Who the best field champions right now not being bred because they are carriers? A discussion on another thread got me to thinking. I mention looking at records and a yellow dog named skeeter seems to be one of the most consistent dogs over last 4-5 years but isn't ever bred too. Either is the other dog the owners owns named manny. Not looking for any kind of heated debate just curious of what your opinion is.


----------



## justin300mag (May 28, 2010)

I would definitely put Tealcreek pattons saber on that list.


----------



## DRAKEHAVEN (Jan 14, 2005)

Maybe the owners do not want to deal with all the BOLOGNA that comes with breeding dogs ?


----------



## Dave Farrar (Mar 16, 2012)

justin300mag said:


> I would definitely put Tealcreek pattons saber on that list.


http://www.hightest.com/stud_saber.php


----------



## Gunners Up (Jul 29, 2004)

FC's & AFC's are a rare and exclusive club of animals and owners. To get on a public forum and ask who and why people are not breeding to a certain stud is in very bad form in my opinion.

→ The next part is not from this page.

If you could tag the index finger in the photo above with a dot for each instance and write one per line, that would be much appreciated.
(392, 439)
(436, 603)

The personal time, hard work, money, luck, and dedication to title a dog is daunting and the end product each takes away from this sport is different. In regards to the yellow dog you inquired of earlier, it has been my observation that he & his owner are more concerned with kicking butt and winning trials than how many times he has been bred. Go to trials, run your dog, watch, learn and figure it out. First hand observation is the best opinion in this sport.

RD


----------



## BonMallari (Feb 7, 2008)

CNFC CNAFC FC AFC Nightwings Marsh Leader...Guide is one heck of a dog, got a chance to watch him up close when Sherwin was still with us....he is the real deal...very nice pedigree too..Patton on one side, and Cosmo and Carbon of Horn Creek on the other.....


----------



## justin300mag (May 28, 2010)

Dave Farrar said:


> http://www.hightest.com/stud_saber.php


I know he has done some breedings but not many which is what makes the stats with his puppies all the more impressive. I am on the waiting list for a pup out of Saber as we speak.


----------



## stonybrook (Nov 18, 2005)

Who who is Guide owned by now? Kippy?




BonMallari said:


> CNFC CNAFC FC AFC Nightwings Marsh Leader...Guide is one heck of a dog, got a chance to watch him up close when Sherwin was still with us....he is the real deal...very nice pedigree too..Patton on one side, and Cosmo and Carbon of Horn Creek on the other.....


----------



## Bbrown (Jan 5, 2013)

Regardless of EIC status, I believe one of the nicest animals running right now is Holland (I know he is clear). I had a nice conversation with Dr. Ed about 2 months ago when I was concerned with the progress of my current dog to try to track down a puppy. He stated that he is not being bred as much as I would have suspected with his pedigree and track record. It seems to me that regionally, 3 dogs are being bred (very nice dogs) more than others. 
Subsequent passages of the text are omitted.